Shahneila Saeed, stressing on the role of innovation in education, shared that the aim behind starting her endeavour Digital Schoolhouse was to use play-based learning to teach creative computing to students while also helping teachers.
“They go on a school trip during school days, and it just happens to be to one of our schools. The teachers learn alongside the children, and that’s big, because there’s recently been a lot of discussion around teacher workloads. Till now, if a teacher in UK wanted to upskill herself, she would have to do it in her personal time without compensation,” says Saeed, who is the author of the book How to Raise a Tech Genius.
According to Saeed, teachers hence remained apprehensive about learning basic computational skills or opening up to digitisation of learning. “Suddenly, the pandemic created a need to teach kids online; now everyone had to use technology and teachers had to figure it out. Some teachers needed training for basic things like screen sharing,” she says.
With a network of about 52 schoolhouses across the UK, Saeed’s programme delivers free weekly workshops to teachers and school children within the community. In her opinion, this kind of learning aids the child in understanding theoretical concepts along with its practical application in the real world. Her work focuses on adding computational thinking to the basic reading, writing and arithmetic for younger children.

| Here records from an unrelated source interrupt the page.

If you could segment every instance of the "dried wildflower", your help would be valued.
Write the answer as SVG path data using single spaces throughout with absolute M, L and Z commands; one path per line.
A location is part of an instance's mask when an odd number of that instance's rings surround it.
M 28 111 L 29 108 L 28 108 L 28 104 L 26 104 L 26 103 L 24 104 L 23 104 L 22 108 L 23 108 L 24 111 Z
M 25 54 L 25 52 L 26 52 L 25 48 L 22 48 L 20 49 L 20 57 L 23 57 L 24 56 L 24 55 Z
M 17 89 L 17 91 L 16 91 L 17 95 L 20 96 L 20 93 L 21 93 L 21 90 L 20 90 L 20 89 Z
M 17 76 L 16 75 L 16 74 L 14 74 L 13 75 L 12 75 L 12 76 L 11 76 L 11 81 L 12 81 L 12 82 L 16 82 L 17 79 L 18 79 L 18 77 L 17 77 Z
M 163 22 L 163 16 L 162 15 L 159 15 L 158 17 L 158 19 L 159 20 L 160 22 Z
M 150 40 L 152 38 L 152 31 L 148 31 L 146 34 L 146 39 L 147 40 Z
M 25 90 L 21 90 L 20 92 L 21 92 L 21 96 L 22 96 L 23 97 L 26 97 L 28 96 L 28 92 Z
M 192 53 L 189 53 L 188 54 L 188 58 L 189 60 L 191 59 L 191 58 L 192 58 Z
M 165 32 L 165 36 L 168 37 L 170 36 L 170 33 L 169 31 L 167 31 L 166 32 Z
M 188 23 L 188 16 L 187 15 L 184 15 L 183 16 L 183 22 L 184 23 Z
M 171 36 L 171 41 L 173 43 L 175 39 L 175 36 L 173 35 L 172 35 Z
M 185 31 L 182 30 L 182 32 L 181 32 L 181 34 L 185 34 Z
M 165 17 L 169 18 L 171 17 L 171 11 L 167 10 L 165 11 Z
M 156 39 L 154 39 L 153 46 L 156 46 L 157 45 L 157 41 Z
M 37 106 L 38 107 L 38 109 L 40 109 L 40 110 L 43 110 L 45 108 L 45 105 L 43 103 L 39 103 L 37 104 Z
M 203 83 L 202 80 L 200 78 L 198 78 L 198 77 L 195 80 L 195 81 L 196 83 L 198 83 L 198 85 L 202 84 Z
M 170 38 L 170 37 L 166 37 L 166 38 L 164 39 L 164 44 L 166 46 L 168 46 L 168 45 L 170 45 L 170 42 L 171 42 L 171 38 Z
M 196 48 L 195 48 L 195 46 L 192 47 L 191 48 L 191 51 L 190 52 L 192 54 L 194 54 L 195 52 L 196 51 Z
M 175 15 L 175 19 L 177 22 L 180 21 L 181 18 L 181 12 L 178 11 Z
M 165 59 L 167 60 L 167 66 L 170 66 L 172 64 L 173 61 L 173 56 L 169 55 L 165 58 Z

In light of this, placing openness to technological innovation and digitised learning at the top of the priority list becomes fundamental. Where time, distance, and traditional systems fail, digital structures can help students, teachers and parents alike – but only as long as access is ensured with the parameters of equality.
As issues around access to education for both students and teachers escalated since the hit of Covid-19, digital education evangelist Faiza Yousuf from Karachi shared that for women, the effect was doubly worse. Yousuf has been a champion of community effort in making education accessible for driven young girls in Pakistan.

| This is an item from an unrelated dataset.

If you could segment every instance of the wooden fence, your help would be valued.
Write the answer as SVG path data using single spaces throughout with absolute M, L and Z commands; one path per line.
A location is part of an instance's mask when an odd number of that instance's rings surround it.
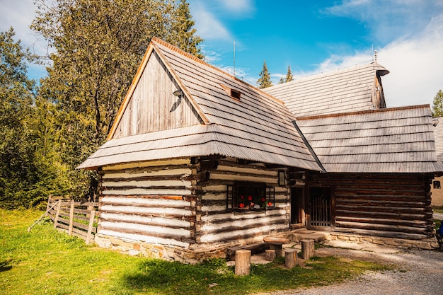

“Families usually don’t invest in technological education for girls. That’s the problem we were trying to solve with a training program that was free of cost,” she says about her initiative called CodeGirls.
According to Yousuf, this kind of detrimental attitude was multiplicated during the pandemic. Women across the world find it difficult to remain consistent with their own learning when home and hearth comes into the balance. In her experience, many students preferred coming back to the premises to avail on-ground resources as well as remain focused on their studies so as not to miss out. This posed the flip side of the coin, where while technology was doing wonders in education, socio-cultural aspects made its access a complicated affair.
“However, Covid-19 helped us in placing 150 women in remote opportunities in the local and international tech ecosystem. In that aspect, it was a productive period. However, private entities such as ours cannot solve the problem holistically. This is where the need for government intervention comes in, for that is the only way to reach out to each and every student with the appropriate resources as per their need,” she adds.
According to Monica Kandhari, learning of today is not based on numbers or rote consumption, but on learning outcomes and honing of skills that can prepare children to become global citizens thriving in the digital age. This, coupled with the abysmal student-teacher ratio and lack of on-ground access to resources are the reasons why technology is a pertinent tool in facilitating individualised learning.
“Some children understand concepts faster, some slower. Technology again comes to rescue here – you have video lectures of teachers from around the world now, who teach online. In case the child is in an (geographical) area where there is a lack of good teachers for a particular subject, they can avail the knowledge from the internet,” she added.